If you don't start small and build on her spending time by herself she will be in distress when you go back to school.
DAP can help relieve the stress during training but the training part is up to you.


----------



## adrino (Mar 31, 2012)

Hi Kimmy,

Many months back I have posted about the spray and that it did a great job with my vizsla in the car. Now we don't use it at all. 
As I remember my breeder has suggested to use it when we brought her home, which we didn't but now I think we could have used it. 

I suggest to you to use the diffuser and not the spray. It would work all the time while the spray will vaporate and will have no effect after a few hours. 

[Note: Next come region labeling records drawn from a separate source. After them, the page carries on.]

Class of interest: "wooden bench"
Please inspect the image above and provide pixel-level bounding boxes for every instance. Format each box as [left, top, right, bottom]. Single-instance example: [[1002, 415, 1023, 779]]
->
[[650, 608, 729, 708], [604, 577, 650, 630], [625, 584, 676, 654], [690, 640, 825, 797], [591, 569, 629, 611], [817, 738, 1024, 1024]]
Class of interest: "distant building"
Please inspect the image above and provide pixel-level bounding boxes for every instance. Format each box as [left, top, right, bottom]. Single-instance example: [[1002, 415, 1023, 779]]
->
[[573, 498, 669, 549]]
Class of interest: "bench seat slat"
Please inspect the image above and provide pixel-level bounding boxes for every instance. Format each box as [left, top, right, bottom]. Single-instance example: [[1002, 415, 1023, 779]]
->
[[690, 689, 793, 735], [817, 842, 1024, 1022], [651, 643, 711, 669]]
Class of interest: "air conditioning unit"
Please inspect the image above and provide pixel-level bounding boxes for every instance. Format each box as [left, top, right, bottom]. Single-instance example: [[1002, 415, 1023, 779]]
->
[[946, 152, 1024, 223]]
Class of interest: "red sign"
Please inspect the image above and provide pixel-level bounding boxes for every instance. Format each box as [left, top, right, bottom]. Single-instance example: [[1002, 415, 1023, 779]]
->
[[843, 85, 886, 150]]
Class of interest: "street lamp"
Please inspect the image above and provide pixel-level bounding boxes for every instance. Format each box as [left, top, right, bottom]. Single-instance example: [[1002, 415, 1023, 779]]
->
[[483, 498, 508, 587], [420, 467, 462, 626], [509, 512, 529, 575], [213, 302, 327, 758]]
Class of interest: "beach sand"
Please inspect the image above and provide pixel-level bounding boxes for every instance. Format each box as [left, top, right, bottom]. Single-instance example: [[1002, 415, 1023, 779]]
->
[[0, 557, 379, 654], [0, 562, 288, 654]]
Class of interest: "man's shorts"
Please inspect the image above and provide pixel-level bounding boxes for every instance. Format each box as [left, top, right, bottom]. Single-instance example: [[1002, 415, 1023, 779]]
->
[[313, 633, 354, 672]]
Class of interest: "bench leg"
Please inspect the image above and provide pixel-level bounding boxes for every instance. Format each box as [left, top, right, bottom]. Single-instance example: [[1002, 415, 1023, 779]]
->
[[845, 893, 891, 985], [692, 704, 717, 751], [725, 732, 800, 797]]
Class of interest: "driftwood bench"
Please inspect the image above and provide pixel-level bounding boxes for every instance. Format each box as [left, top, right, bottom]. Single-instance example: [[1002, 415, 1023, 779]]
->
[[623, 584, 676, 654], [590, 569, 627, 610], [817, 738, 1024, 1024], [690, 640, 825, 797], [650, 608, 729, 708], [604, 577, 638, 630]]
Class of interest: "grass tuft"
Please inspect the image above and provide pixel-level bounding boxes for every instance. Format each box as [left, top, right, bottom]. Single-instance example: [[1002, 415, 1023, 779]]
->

You should also try some more training with her while you're still home. You leave the room while she's crated than you return but ignore her. So she thinks you're coming back. No reason to panic. If she gets better with that you increase the time then move onto leaving her then coming back straight away. Slowly this would help her understand you will come back. But sometimes it works better if you don't crate her, instead try to leave her in a safe and enclosed area. If it possible. You could use baby gates. 

Good luck


----------



## texasred (Jan 29, 2012)

Welcome to the forum. Hope I didn't sound to blunt. These dogs are smart. They will train you instead if you training them if your not careful. She has learned how to get her way.


----------



## hotmischief (Mar 11, 2012)

I have to second Adrino's post. I recommended the spray to a gentleman in my puppy training class whose whippet was always car sick, having read Adrino's post - it worked really well.

I also agree with Adrino, try and leave the crate door open but confining her to a controlled area. This worked well for my pup. He was very distressed when locked in his crate, but with the door open we haven't heard a peep ;D ;D So far no damage - but I guess I shouldn't speak too soon :-\ :-\

Good Luck


----------



## texasred (Jan 29, 2012)

http://willowyndranch.blogspot.com/2012/07/why-crate.html


----------



## KimmyLovesLily (Jun 19, 2012)

Thank you guys so much!! I will definitely be getting the spray. Unfortunately my house is very open and doesn't offer a good place for her to be enclosed safely... maybe I'll have to MacGyver an area for her. And no you didn't sound blunt at all! I totally understand. I am just hoping the DAP spray will help me to get her time by herself. I feel that whenever I work up to being in the other room for thirty minutes or so, the next time I try thirty five minutes she pees in the crate, freaks out and I'm back at square one. Very frustrating!

Also, this is off topic a little, but does anyone have any ideas on the best way to exercise your V in the winter? I'm sewing a cute little jacket for her but something tells me our trips to the dog park in 20F degree weather may be tough this winter!


I mean how could you say no to this face? ;-))


----------